I think, panicked, about all the memories that are already floating away from me, like butterflies I’ve released and have failed to capture in my writer’s net of experiences- the feeling of the roiling, unpredictable first trimester nausea, the days when I could only drink lemon water that Mr. B carefully mixed out every morning in the hot, hazy summer kitchen, the second trimester days where I felt like a tidal wave was pushing me backwards, unable to even stand from exhaustion, the current sensation of Mr. B bending down every day to gently put on the socks I can no longer reach. Every memory I don’t capture  on paper now, now, NOW,  is gone forever  – a writer’s greatest fear.

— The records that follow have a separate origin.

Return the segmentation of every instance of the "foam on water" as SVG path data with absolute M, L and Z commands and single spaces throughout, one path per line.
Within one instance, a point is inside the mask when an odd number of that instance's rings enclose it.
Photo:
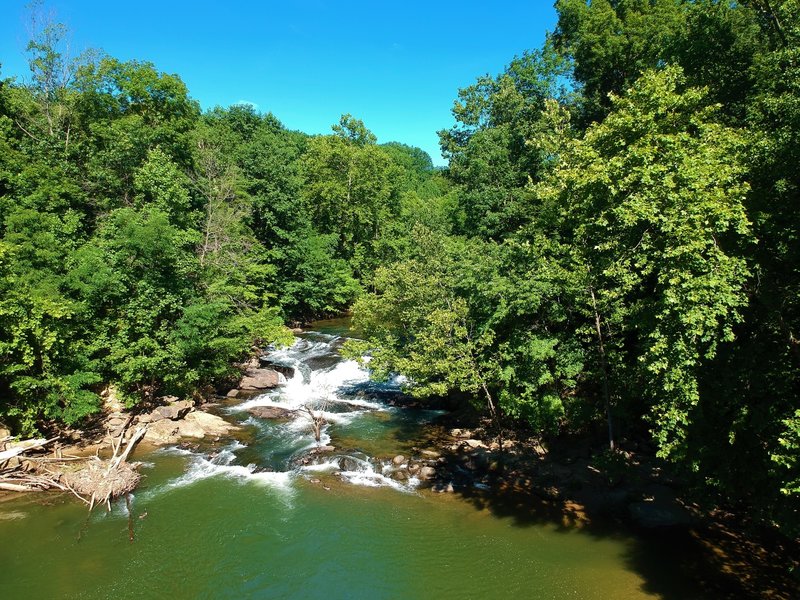
M 144 494 L 145 499 L 149 500 L 154 496 L 169 492 L 170 490 L 189 486 L 211 477 L 226 477 L 238 480 L 242 483 L 263 485 L 280 492 L 286 498 L 291 497 L 294 491 L 291 486 L 293 473 L 291 471 L 258 471 L 254 464 L 246 466 L 232 464 L 236 459 L 235 451 L 242 448 L 246 448 L 246 446 L 235 441 L 217 452 L 212 458 L 182 448 L 163 449 L 162 452 L 190 456 L 189 466 L 186 473 L 180 477 L 148 490 Z
M 294 411 L 292 419 L 279 424 L 266 424 L 262 419 L 250 417 L 245 424 L 255 425 L 262 433 L 270 431 L 279 434 L 281 443 L 294 448 L 294 455 L 304 453 L 318 445 L 330 445 L 330 425 L 347 425 L 370 411 L 389 411 L 392 407 L 374 400 L 359 397 L 363 391 L 376 388 L 381 392 L 399 389 L 400 379 L 395 378 L 383 384 L 370 382 L 369 373 L 354 360 L 342 360 L 337 351 L 341 338 L 322 333 L 305 334 L 296 338 L 288 348 L 275 350 L 267 355 L 269 362 L 284 367 L 291 367 L 294 375 L 274 390 L 259 394 L 236 406 L 229 412 L 241 413 L 257 406 L 272 406 Z M 312 368 L 311 365 L 323 365 Z M 336 407 L 339 407 L 339 410 Z M 346 407 L 346 408 L 345 408 Z M 312 435 L 312 419 L 307 412 L 310 408 L 315 415 L 325 420 L 320 440 Z M 288 434 L 288 435 L 286 435 Z M 274 435 L 274 433 L 272 434 Z M 194 454 L 180 448 L 164 450 L 182 455 L 191 455 L 186 473 L 175 480 L 161 486 L 159 492 L 191 485 L 209 477 L 228 477 L 243 482 L 254 482 L 269 486 L 276 490 L 290 492 L 292 478 L 297 471 L 283 472 L 259 471 L 254 464 L 234 464 L 236 451 L 244 448 L 235 442 L 220 450 L 213 458 Z M 349 457 L 348 466 L 357 465 L 356 470 L 341 470 L 341 456 L 332 458 L 321 464 L 307 465 L 301 471 L 337 471 L 343 481 L 355 485 L 369 487 L 392 487 L 401 491 L 412 491 L 419 483 L 415 479 L 406 482 L 395 481 L 390 477 L 392 469 L 387 466 L 376 467 L 369 461 Z
M 346 458 L 351 466 L 357 466 L 357 469 L 341 470 L 340 461 Z M 354 456 L 337 455 L 333 456 L 321 463 L 313 465 L 304 465 L 300 469 L 304 472 L 311 473 L 336 473 L 342 481 L 353 485 L 361 485 L 365 487 L 390 487 L 400 492 L 414 492 L 419 486 L 419 479 L 411 477 L 407 481 L 397 481 L 391 478 L 393 471 L 389 463 L 383 464 L 380 470 L 375 469 L 370 461 L 357 458 Z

So I start writing, but then I stop again, because I run into the internet and real life. Every time I bring up pregnancy, people who have been through it have unsolicited advice, which, for some reason, makes me more irrationally angry than when people offer advice on, say, my MBA experiences, or cooking. I don’t want advice. I’m just sharing my life experiences, curating them, pinning them down and putting them on pins under glass.  It’s something I’ve always been doing and can’t stop, because then the wolves come.

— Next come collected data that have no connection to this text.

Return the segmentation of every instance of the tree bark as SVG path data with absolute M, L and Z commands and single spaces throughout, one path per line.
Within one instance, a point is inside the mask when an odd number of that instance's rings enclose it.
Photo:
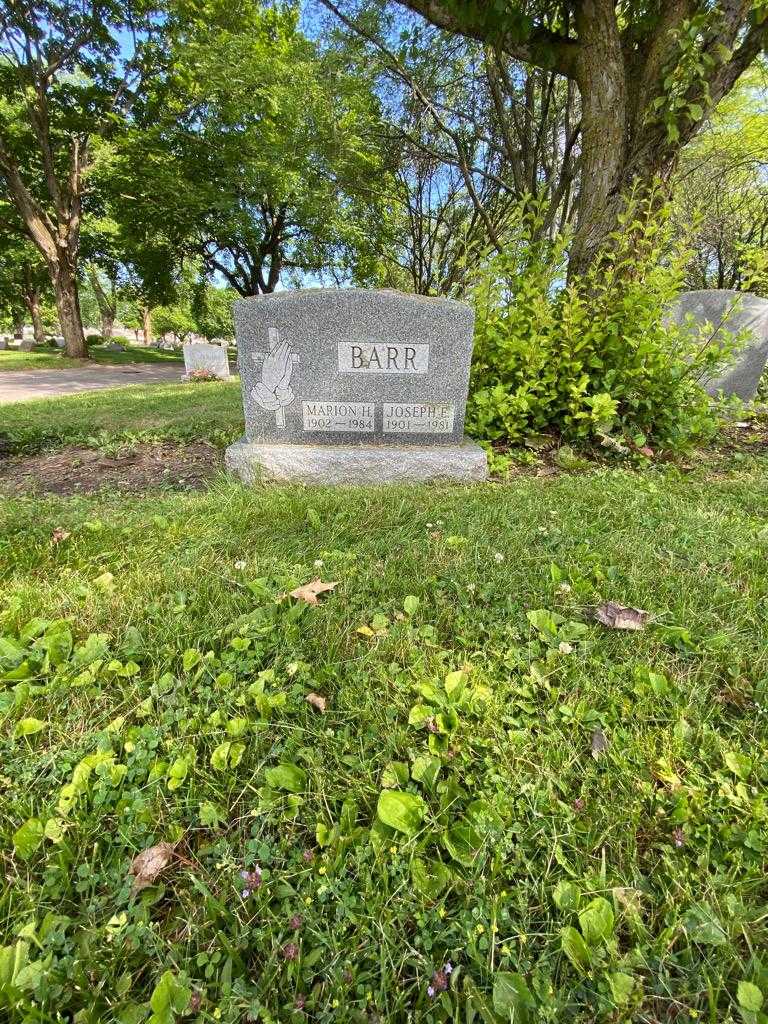
M 36 115 L 37 116 L 37 115 Z M 47 135 L 41 145 L 46 167 L 47 188 L 54 212 L 49 214 L 33 196 L 22 178 L 19 163 L 0 137 L 0 171 L 29 238 L 45 260 L 56 298 L 64 350 L 73 359 L 88 358 L 88 344 L 80 316 L 77 257 L 80 244 L 82 174 L 87 163 L 87 140 L 70 140 L 69 174 L 64 188 L 53 173 L 53 156 Z
M 101 314 L 101 336 L 105 341 L 109 341 L 112 337 L 112 333 L 115 327 L 115 318 L 111 313 L 102 312 Z
M 64 350 L 71 359 L 87 359 L 88 344 L 80 315 L 77 278 L 66 258 L 60 258 L 51 271 L 59 325 L 64 337 Z
M 32 330 L 35 335 L 35 344 L 45 344 L 45 329 L 43 328 L 43 317 L 40 312 L 40 292 L 37 288 L 32 288 L 25 292 L 24 301 L 27 304 L 29 315 L 32 319 Z
M 589 267 L 617 224 L 629 144 L 627 82 L 613 3 L 584 0 L 576 28 L 582 156 L 569 277 Z
M 144 344 L 148 345 L 152 341 L 152 310 L 149 306 L 142 307 L 141 323 L 144 331 Z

So  for now, I work on essays about pregnancy in private, in ink, in development, away from production, because I still want to remember this strange, wonderful, terrible experience before it floats away from my memory, this fragile, when I spend my days exhausted, waddling, frustrated with anticipation,  and my nights tossing and turning to get comfortable on the three pillows that now occupy my side of the bed.

I’m almost nine months pregnant, and it’s the night before the big push to prod.  And then we’ll see what happens.